Nonostante i decenni trascorsi, resta ancora un mistero fitto su cosa sia accaduto nei momenti successivi all’esplosione di via d’Amelio, in particolare riguardo a chi abbia svuotato la borsa di Paolo Borsellino. La Procura di Caltanissetta ipotizza che la famosa agenda rossa sia stata sottratta dall’allora capo della squadra mobile Arnaldo La Barbera, lo stesso che orchestrò il falso pentimento di Vincenzo Scarantino, con un presunto coinvolgimento anche dell’ex procuratore Giovanni Tinebra.
I verbali recentemente desecretati dei poliziotti presenti sul luogo della strage permettono di ricostruire alcuni passaggi della borsa: dal carabiniere Giovanni Arcangioli che la ricevette dal giudice Giuseppe Ayala o da un altro magistrato anonimo, all’ispettore Giuseppe Lo Presti che se la fece consegnare e ordinò di metterla nell’auto guidata dal sovrintendente Francesco Maggi. Quest’ultimo ha dichiarato di averla poi recuperata dall’auto per affidarla a un funzionario di polizia, che a sua volta la consegnò ad Arnaldo La Barbera.
Il giorno successivo alla strage, il 20 luglio 1992, la borsa venne riposta in cassaforte da La Barbera davanti ai giornalisti, contenuta in una scatola di cartone, e La Barbera redasse una relazione di consegna per il procuratore Tinebra annotando lo scatolone e un’agenda telefonica, mentre degli altri pochi oggetti personali si occuperà mesi dopo il magistrato Fausto Cardella.
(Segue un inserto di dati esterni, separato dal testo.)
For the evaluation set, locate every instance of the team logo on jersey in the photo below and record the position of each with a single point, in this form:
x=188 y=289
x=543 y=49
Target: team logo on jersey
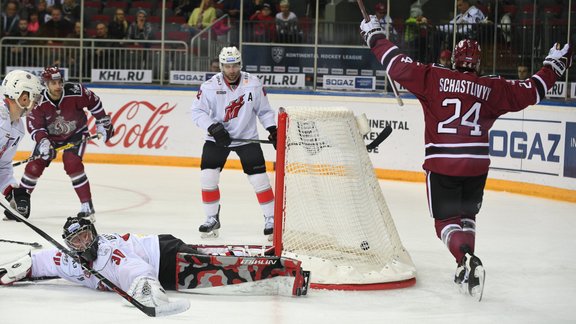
x=277 y=54
x=61 y=126
x=233 y=108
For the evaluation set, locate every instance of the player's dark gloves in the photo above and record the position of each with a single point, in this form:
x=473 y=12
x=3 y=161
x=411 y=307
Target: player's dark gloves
x=273 y=137
x=559 y=58
x=45 y=149
x=220 y=134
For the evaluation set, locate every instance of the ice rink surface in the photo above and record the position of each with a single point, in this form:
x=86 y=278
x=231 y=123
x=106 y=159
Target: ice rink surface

Di fronte a questi fatti, emerge spontaneo un interrogativo: perché la borsa non fu immediatamente sequestrata e perché non ne fu verbalizzato il contenuto in modo formale appena raccolta? Questa omissione delle procedure standard rappresenta una gravissima anomalia investigativa.
Inoltre, appare abbastanza improbabile che la borsa sia stata consegnata a La Barbera già aperta. Se così fosse stato, un investigatore della sua esperienza avrebbe dovuto immediatamente chiedere spiegazioni e approfondire chi e perché l’avesse aperta prima di lui. Poiché questo non è avvenuto, se ne può coerentemente desumere che la borsa venne aperta dallo stesso La Barbera o da qualcuno che agiva per poterne manipolare il contenuto prima della sua formale ricomparsa.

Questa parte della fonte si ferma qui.